El emperador Nerón fue también uno de los más depravados, al menos desde el punto de vista de los historiadores antiguos. Aparte de tener relaciones con su madre y con Popea, tuvo muchos amantes de ambos sexos. Llegó a casarse con un adolescente llamado Esporo, a quien hizo castrar y a quien vestía y trataba como una mujer (el día de la boda uno de los asistentes dijo por lo bajo “Ojalá Enobarbo hubiera tomado una esposa así”, haciendo referencia al padre de Nerón) También se casó con un chico llamado Dorífero, a quien trataba como si fuera su marido. Estos eran, por supuesto, matrimonios rituales, sin valor legal, pues los romanos no habían llegado tan lejos como para establecer el matrimonio gay.
A Nerón le gustaban los proyectos faraónicos. Había en Roma varios edificios muy antiguos y feos, pero demasiado sagrados como para demolerlos y reemplazarlos por edificios nuevos. Así que decidió, en el año 66, quemar la ciudad y reconstruirla a su manera. Mientras las llamas devoraban Roma, Nerón tocaba la lira y cantaba una canción sobre la caída de Troya. El incendio duró una semana, durante la cual el pueblo debió refugiarse en los subterráneos de los monumentos públicos y en las tumbas. Cuando todo terminó, Nerón y sus hombres se dedicaron a saquear las ruinas. Nerón usó el incendio de Roma como excusa para exprimir aún más a todo el mundo con impuestos abusivos.
Nerón también llevó a cabo la primera persecución a gran escala de los cristianos, una secta en peligroso crecimiento. Miles de cristianos en Roma y otros puntos del Imperio fueron ejecutados, entre ellos el apóstol Pedro.

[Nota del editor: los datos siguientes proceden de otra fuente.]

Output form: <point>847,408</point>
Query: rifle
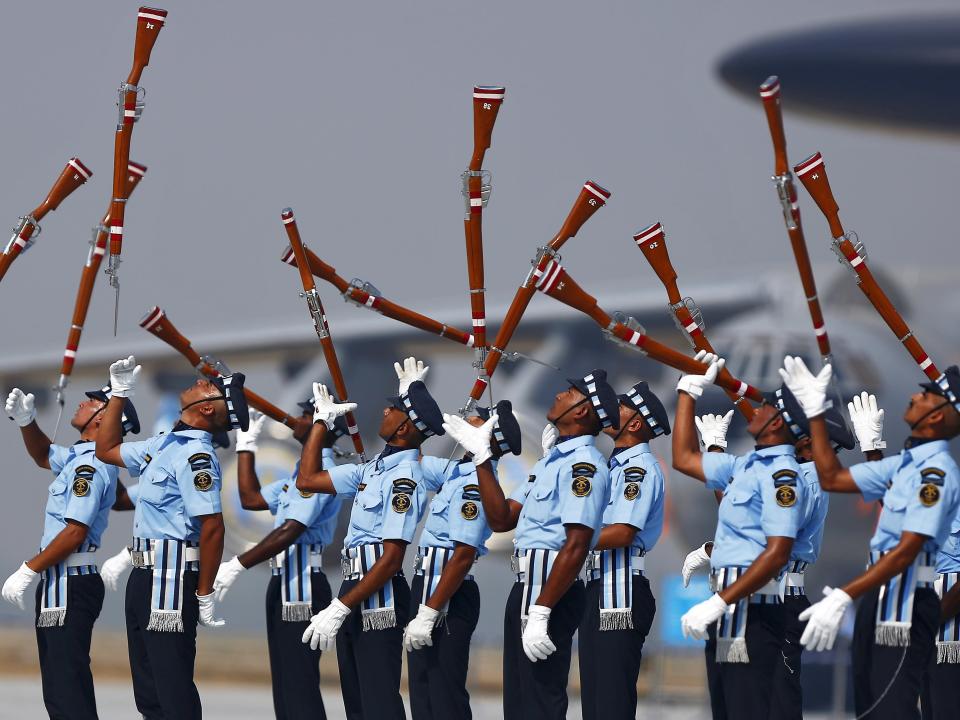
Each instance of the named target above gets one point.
<point>486,104</point>
<point>812,173</point>
<point>592,197</point>
<point>365,295</point>
<point>320,324</point>
<point>652,242</point>
<point>130,106</point>
<point>557,283</point>
<point>73,175</point>
<point>157,323</point>
<point>88,277</point>
<point>787,192</point>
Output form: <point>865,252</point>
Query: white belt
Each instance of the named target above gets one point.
<point>144,558</point>
<point>78,559</point>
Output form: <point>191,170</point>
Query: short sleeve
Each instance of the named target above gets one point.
<point>86,491</point>
<point>783,502</point>
<point>346,479</point>
<point>465,517</point>
<point>583,487</point>
<point>718,469</point>
<point>873,478</point>
<point>641,489</point>
<point>199,480</point>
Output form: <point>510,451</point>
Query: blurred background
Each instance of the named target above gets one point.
<point>359,117</point>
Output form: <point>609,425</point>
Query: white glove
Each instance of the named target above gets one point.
<point>693,385</point>
<point>824,620</point>
<point>549,437</point>
<point>17,584</point>
<point>227,574</point>
<point>697,619</point>
<point>113,568</point>
<point>475,441</point>
<point>123,377</point>
<point>207,611</point>
<point>537,644</point>
<point>325,408</point>
<point>809,389</point>
<point>418,632</point>
<point>695,560</point>
<point>323,627</point>
<point>247,439</point>
<point>713,429</point>
<point>411,371</point>
<point>20,408</point>
<point>867,421</point>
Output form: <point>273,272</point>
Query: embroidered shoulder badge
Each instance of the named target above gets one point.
<point>203,481</point>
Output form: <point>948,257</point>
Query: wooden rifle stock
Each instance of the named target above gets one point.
<point>157,323</point>
<point>88,277</point>
<point>812,173</point>
<point>558,284</point>
<point>787,193</point>
<point>362,297</point>
<point>592,197</point>
<point>320,324</point>
<point>486,104</point>
<point>73,175</point>
<point>652,242</point>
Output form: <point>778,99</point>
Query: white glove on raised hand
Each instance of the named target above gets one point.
<point>322,630</point>
<point>713,429</point>
<point>20,408</point>
<point>227,574</point>
<point>418,632</point>
<point>247,439</point>
<point>701,616</point>
<point>548,438</point>
<point>823,620</point>
<point>123,377</point>
<point>693,385</point>
<point>411,371</point>
<point>208,610</point>
<point>809,389</point>
<point>537,644</point>
<point>325,408</point>
<point>475,440</point>
<point>113,568</point>
<point>17,584</point>
<point>695,560</point>
<point>867,421</point>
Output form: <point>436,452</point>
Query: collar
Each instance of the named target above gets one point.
<point>621,456</point>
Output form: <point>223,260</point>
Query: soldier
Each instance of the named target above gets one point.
<point>70,594</point>
<point>373,606</point>
<point>177,534</point>
<point>557,514</point>
<point>896,624</point>
<point>620,606</point>
<point>304,526</point>
<point>764,507</point>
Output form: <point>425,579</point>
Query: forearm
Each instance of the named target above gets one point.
<point>452,576</point>
<point>278,540</point>
<point>211,552</point>
<point>60,548</point>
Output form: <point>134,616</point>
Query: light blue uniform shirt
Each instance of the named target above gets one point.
<point>764,495</point>
<point>180,480</point>
<point>84,490</point>
<point>315,511</point>
<point>569,485</point>
<point>636,494</point>
<point>456,512</point>
<point>920,488</point>
<point>389,497</point>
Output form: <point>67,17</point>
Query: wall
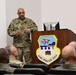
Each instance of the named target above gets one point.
<point>3,40</point>
<point>32,9</point>
<point>63,11</point>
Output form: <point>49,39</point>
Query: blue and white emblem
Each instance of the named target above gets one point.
<point>48,51</point>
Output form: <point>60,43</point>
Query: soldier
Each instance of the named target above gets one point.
<point>4,61</point>
<point>20,29</point>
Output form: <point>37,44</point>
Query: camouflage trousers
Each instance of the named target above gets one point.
<point>26,53</point>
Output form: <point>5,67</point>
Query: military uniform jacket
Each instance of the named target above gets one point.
<point>17,24</point>
<point>7,67</point>
<point>15,61</point>
<point>67,66</point>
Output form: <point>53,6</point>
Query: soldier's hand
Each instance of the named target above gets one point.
<point>26,31</point>
<point>17,33</point>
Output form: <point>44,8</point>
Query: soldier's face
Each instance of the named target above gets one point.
<point>21,14</point>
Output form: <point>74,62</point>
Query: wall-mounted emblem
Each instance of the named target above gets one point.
<point>48,51</point>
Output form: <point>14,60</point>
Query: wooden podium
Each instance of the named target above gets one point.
<point>64,36</point>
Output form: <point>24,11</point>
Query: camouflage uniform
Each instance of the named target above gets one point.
<point>16,62</point>
<point>22,42</point>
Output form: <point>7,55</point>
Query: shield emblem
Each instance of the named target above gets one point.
<point>48,51</point>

Lo curioso es que, pese a su salvajismo, Nerón nunca castigó con dureza a quienes se burlaban públicamente de él. El desafío más osado provino de un actor satírico, quien recitó estos versos: “Consérvate bien, padre”. (e hizo con las manos el gesto de beber un líquido) “Consérvate bien, madre” (y el actor movió los brazos como si estuviera nadando). Y luego dijo, señalando al edificio del Senado: “El Infierno os arrastra por los pies”. El actor, pese a su clara alusión a los asesinatos de Claudio y Agripinila, sólo fue castigado con el destierro.
En el año 68 estalló otra revuelta en su contra liderada por Galba, el gobernador de España. A la revuelta se plegaron las legiones de otras provincias, la Guardia Imperial y por ultimo el Senado, que declaró enemigo público y condenó a muerte a Nerón.
Éste huyó a su casa de campo en las afueras de Roma, acompañado por su esclavo Epafrodito. Viendo que no tenía esperanzas, hizo que Epafrodito lo atravesase con una espada. Sus últimas palabras fueron “¡Que gran artista muere conmigo!”.
Roma debió soportar después de su muerte un período breve pero sangriento de guerras civiles durante el cual tres emperadores, Galba, Otón (el primer marido de Popea) y Aulo Vitelio ocuparon el trono y fueron asesinados. Finalmente Vespasiano tomó el poder y logró conservarlo por el resto de su vida, gobernando con relativa sensatez y eficacia.